What appeared to be a meteor streaked through the Washington firmament 10 p.m. on Tuesday, and based on the reports of witnesses, it was seen over an expanse that stretched at least as far west as Loudoun County in Virginia and as far east as the shores of the Chesapeake Bay in Maryland.
From accounts of witnesses including at least one who was in Walter Pierce Park in the District, where Adams Morgan movie night was held, the brilliant light that sped across the blackness of the night rewarded those who momentarily or habitually, are the ones who manage to look up.
“A flash caught my eye,” said Emily Bouck who was in Arlington. When she turned, she said, it was “to see a large, neon green slow moving meteor.”
It lit the night sky, she said. It was unexpected, but it was a “neat sight to see.”
Meteors, or shooting stars, as they are sometimes called, are pieces of debris from somewhere in the cosmos that find their way into the atmosphere.

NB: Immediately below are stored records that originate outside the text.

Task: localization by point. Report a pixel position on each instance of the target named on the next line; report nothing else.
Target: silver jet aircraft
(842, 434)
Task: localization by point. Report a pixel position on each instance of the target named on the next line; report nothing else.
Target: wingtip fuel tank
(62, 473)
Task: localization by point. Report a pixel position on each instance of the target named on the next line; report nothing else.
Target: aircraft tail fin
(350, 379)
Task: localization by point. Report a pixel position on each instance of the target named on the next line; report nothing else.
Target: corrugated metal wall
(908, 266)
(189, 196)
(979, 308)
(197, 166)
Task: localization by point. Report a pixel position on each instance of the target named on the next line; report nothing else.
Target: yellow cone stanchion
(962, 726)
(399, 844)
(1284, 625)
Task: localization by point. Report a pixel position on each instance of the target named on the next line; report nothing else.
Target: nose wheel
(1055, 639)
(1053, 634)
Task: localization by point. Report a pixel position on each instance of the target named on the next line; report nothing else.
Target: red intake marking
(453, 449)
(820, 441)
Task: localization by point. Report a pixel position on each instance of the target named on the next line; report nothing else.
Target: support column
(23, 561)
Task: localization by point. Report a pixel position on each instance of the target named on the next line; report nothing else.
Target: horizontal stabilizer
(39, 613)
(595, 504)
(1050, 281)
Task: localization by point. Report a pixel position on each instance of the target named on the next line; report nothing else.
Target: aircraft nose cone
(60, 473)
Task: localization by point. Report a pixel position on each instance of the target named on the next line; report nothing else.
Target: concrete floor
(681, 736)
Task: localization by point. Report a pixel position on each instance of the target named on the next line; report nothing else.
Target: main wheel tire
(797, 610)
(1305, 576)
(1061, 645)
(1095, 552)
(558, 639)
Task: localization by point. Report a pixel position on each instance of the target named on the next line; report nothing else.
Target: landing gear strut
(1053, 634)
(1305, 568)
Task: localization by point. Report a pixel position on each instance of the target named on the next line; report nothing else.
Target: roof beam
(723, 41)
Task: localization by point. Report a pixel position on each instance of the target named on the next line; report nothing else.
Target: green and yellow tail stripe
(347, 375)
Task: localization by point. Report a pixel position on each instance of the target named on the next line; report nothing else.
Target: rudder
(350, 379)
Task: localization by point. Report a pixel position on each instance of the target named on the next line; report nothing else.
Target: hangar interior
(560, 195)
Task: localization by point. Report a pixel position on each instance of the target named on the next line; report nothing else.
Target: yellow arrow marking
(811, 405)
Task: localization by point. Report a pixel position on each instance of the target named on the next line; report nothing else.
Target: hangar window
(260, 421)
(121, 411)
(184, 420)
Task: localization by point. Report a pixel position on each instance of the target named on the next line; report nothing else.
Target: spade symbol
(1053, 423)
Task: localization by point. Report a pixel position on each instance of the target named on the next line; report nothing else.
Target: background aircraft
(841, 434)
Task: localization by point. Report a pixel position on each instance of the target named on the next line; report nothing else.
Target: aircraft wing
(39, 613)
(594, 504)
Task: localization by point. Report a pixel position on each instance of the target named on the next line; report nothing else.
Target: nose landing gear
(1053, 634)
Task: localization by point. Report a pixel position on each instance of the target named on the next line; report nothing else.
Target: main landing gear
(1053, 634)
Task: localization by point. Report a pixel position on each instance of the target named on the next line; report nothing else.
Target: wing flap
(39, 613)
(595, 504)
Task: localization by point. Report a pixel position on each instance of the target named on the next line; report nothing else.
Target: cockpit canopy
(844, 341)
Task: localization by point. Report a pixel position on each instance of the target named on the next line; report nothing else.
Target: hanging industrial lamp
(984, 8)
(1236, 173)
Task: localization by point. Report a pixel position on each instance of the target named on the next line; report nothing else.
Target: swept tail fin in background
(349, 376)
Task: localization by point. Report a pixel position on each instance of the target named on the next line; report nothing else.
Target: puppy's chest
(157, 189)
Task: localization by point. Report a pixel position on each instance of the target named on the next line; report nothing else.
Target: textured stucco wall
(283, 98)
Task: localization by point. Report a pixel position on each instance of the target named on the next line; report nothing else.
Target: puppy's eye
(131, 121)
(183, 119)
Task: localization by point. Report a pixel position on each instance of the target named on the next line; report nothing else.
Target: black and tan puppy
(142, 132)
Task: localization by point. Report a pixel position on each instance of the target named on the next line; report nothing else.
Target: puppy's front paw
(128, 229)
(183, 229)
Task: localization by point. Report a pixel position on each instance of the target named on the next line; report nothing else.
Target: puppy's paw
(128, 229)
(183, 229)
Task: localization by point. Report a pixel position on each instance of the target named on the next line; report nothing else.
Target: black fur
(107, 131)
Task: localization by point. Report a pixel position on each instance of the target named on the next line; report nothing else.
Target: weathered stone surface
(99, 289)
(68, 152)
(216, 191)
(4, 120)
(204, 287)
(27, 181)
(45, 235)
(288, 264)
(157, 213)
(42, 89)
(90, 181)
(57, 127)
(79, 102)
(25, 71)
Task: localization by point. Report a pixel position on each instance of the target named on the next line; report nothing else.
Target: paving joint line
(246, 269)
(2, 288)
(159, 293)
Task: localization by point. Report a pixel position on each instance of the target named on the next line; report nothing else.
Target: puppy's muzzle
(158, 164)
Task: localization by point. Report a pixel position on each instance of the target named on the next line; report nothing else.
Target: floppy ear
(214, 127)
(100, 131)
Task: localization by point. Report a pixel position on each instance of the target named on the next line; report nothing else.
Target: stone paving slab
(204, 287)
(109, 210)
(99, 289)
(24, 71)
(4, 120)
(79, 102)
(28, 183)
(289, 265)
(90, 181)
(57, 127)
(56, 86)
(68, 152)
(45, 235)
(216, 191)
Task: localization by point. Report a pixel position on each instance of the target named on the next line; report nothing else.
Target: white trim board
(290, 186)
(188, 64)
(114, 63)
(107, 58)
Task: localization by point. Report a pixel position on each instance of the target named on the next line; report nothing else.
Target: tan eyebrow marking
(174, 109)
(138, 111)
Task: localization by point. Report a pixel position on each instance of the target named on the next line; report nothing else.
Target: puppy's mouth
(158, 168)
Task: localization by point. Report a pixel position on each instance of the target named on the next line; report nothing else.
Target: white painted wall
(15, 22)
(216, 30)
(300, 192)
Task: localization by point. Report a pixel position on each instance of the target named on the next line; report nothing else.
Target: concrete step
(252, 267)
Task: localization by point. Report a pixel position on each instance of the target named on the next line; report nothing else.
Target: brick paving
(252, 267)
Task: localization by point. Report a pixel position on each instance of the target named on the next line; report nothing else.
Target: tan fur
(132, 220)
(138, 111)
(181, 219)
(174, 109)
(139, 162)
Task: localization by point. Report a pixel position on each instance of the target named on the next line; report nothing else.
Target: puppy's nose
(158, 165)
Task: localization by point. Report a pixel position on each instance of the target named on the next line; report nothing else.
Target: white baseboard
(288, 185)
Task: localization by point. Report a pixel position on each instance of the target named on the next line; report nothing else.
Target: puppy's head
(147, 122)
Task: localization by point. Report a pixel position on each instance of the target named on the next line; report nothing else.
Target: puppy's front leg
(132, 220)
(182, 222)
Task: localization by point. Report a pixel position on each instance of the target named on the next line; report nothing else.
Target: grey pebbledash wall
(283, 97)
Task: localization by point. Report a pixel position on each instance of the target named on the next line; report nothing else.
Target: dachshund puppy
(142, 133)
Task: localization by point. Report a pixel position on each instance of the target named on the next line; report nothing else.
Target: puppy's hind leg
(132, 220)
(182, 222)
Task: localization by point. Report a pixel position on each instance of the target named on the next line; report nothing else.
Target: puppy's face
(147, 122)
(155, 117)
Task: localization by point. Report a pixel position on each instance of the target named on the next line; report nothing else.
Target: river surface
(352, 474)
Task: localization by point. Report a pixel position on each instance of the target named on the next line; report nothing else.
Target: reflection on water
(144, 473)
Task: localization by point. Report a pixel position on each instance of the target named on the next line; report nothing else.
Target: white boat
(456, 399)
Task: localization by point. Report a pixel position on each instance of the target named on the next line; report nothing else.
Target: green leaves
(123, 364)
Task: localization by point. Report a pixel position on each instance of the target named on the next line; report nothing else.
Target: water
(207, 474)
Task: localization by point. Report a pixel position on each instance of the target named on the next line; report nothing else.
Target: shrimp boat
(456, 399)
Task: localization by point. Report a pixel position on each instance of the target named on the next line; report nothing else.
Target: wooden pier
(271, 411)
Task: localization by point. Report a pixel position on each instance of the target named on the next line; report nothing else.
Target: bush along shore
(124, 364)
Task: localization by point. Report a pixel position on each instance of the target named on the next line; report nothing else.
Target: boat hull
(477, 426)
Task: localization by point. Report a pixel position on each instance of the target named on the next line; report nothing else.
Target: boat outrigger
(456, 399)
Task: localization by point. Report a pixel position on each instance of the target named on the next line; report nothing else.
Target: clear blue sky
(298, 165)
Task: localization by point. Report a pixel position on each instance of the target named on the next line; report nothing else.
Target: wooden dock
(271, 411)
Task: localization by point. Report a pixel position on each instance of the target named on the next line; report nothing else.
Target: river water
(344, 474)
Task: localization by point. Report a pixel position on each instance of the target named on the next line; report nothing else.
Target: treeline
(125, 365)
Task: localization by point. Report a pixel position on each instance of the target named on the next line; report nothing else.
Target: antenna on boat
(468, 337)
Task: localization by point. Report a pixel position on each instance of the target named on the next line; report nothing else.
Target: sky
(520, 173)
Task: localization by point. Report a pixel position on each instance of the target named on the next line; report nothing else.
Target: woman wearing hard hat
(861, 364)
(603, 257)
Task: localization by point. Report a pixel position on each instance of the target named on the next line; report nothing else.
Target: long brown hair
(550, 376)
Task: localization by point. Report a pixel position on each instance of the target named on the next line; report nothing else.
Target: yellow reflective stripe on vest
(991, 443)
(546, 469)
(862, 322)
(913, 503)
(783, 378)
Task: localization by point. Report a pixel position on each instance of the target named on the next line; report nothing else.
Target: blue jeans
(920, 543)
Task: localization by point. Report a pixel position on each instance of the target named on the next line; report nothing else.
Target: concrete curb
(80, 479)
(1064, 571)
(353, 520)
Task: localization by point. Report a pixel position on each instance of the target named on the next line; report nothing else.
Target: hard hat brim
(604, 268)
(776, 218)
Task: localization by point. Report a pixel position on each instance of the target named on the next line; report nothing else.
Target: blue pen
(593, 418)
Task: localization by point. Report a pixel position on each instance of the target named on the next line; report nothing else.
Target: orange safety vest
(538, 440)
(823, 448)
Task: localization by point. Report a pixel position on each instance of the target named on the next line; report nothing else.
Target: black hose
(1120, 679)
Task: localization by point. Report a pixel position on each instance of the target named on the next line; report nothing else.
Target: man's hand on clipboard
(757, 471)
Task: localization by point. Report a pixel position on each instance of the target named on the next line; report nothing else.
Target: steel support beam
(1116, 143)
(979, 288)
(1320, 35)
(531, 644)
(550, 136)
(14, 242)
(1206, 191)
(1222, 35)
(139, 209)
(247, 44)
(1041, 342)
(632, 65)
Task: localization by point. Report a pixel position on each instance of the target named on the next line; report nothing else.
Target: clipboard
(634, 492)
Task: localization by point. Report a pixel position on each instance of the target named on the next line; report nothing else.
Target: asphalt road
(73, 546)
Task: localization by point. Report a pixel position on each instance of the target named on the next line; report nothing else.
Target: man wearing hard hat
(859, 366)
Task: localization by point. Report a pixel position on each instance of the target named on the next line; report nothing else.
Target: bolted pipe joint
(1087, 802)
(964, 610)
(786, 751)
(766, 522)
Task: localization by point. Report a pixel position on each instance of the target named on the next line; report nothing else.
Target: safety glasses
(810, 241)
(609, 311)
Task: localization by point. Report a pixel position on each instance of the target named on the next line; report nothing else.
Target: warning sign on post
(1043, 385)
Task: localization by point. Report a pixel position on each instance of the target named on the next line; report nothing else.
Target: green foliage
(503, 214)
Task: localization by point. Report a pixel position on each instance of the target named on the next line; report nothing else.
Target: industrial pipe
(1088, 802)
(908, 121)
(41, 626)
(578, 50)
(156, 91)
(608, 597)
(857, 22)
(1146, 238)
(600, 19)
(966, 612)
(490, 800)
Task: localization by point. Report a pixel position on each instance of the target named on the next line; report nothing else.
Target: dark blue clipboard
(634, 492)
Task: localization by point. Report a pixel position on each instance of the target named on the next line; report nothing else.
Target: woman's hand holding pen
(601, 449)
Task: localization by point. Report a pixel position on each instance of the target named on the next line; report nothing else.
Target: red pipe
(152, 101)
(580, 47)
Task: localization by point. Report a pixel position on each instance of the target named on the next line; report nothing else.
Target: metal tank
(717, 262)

After traveling unimpeded through the cold and and empty interplanetary reaches, they encounter the increasing density of the earth’s atmosphere, and the friction of their passage makes them glow and burn.
Those fortunate enough to see the heavenly fire are witnesses to the final moments of what has been a long a voyage across the darkness of space.
Kristen Page-Kirby saw it from Deale, Md., on the shores of the Chesapeake.
Ian Janetta saw not only the charracteristic streak of light, but also eventual destruction of the chunk of matter that came from afar.
It looked, he said, like “a very bright meteor, which broke apart into many pieces before disintegrating and disappearing
“It was bright orange in color, with streaks of gold and green when it broke apart.”
In the Ashburn area of Loudoun County, John Carbonara was leaving a function at Lost Rhino’s Retreat.
Something caught his eye, he said, something reminiscent perhaps of the light on an airplane.
Then, he said, he saw “something large and flaming.
“It looked like it was breaking up,” he said, leaving a trail of sparks.
It streaked behind a house, and then it vanished.
He had seen typical shooting stars, he said, but they were not like this. This, he said, “was far larger.”
In the District, someone attending the movie night in Adams Morgan was also impressed, and took to Twitter to comment.
“Just saw an incredible streak across the sky,” he said.
By coincidence, the full title of the movie billed for Tuesday night showing was “Rogue One: A Star Wars Story” and the audience member did not fail to note the appropriateness of the off screen sight. Of the spectacular meteor, the Tweet said:”Fitting for Star Wars.”